2010-08-17 Thread Shawn Erickson
On Tue, Aug 17, 2010 at 3:10 AM, Stuart Rogers stuart.rog...@me.com wrote:
 I'm having enormous difficulty keeping tabs on memory usage in my current
 project.  I'm happy that I'm not leaking anything - Build  Analyse reports no
 issues, and neither does Instruments (Object Allocations and Leaks).  And yet,
 when watching bulk memory usage I see my free RAM dropping like a stone
 (at the expense of my inactive RAM) and within seconds it has chewed through
 8GB and starts kicking off extra page files.  The active RAM usage is fairly
 modest, and nearer to what I would expect.

When you say free I assume you mean the free: number listed in
activity viewer for the system as a whole?

(sounds like you know this already but...)

If so then what you are seeing is an expected result of the unified
buffer cache maintained by the system (since you say private memory
of your application doesn't increase). In a nut shell unused RAM is
wasted RAM so the system always attempts to cache once used pages of
memory (for example file data loaded by your application) as long as
possible until they need to be reused for active / new allocations.

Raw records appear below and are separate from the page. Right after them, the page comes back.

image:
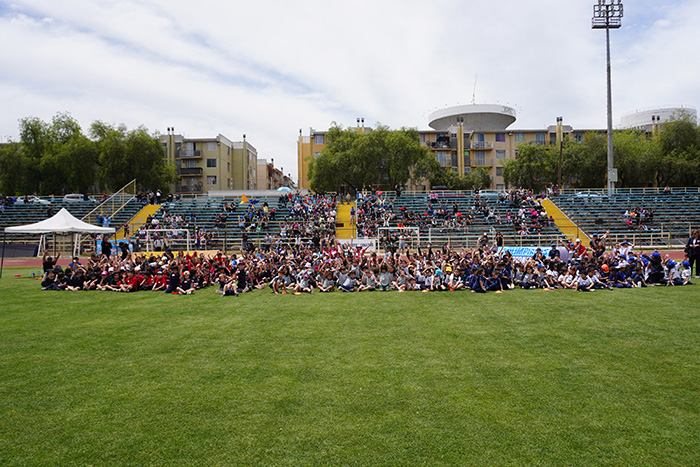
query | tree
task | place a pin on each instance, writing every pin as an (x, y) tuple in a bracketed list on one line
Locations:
[(678, 152), (478, 178), (127, 155), (12, 170), (69, 161), (380, 157)]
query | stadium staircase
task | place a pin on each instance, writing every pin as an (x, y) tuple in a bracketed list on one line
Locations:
[(566, 225), (345, 227), (139, 220)]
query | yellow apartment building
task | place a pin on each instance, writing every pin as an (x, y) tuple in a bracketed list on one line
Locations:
[(206, 164), (462, 139)]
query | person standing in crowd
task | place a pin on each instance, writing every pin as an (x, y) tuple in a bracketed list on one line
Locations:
[(692, 251)]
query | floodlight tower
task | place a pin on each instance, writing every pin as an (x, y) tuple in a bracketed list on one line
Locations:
[(607, 14)]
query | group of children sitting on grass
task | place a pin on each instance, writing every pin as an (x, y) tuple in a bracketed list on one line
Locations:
[(335, 267)]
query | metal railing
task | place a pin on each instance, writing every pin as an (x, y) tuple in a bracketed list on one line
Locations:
[(184, 154), (190, 171), (481, 145)]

So in general you shouldn't worry about free RAM shrinking to a sliver
of total system RAM over time... however if your application loads
file data (aka image data in your case) only once or it is unlikely
your application will load the same file data again in the reasonable
near future then you should look at disabling file caching of the file
data you load.

Review...

http://developer.apple.com/mac/library/documentation/Performance/Conceptual/FileSystem/Articles/FilePerformance.html#//apple_ref/doc/uid/20001987-99732

I don't think kCGImageSourceShouldCache affects caching at the file
system cache level, it only enables/disables cacheing of decoded image
data (aka raw pixels instead of source jpeg data). To avoid file
caching you may have to load file data in a different way...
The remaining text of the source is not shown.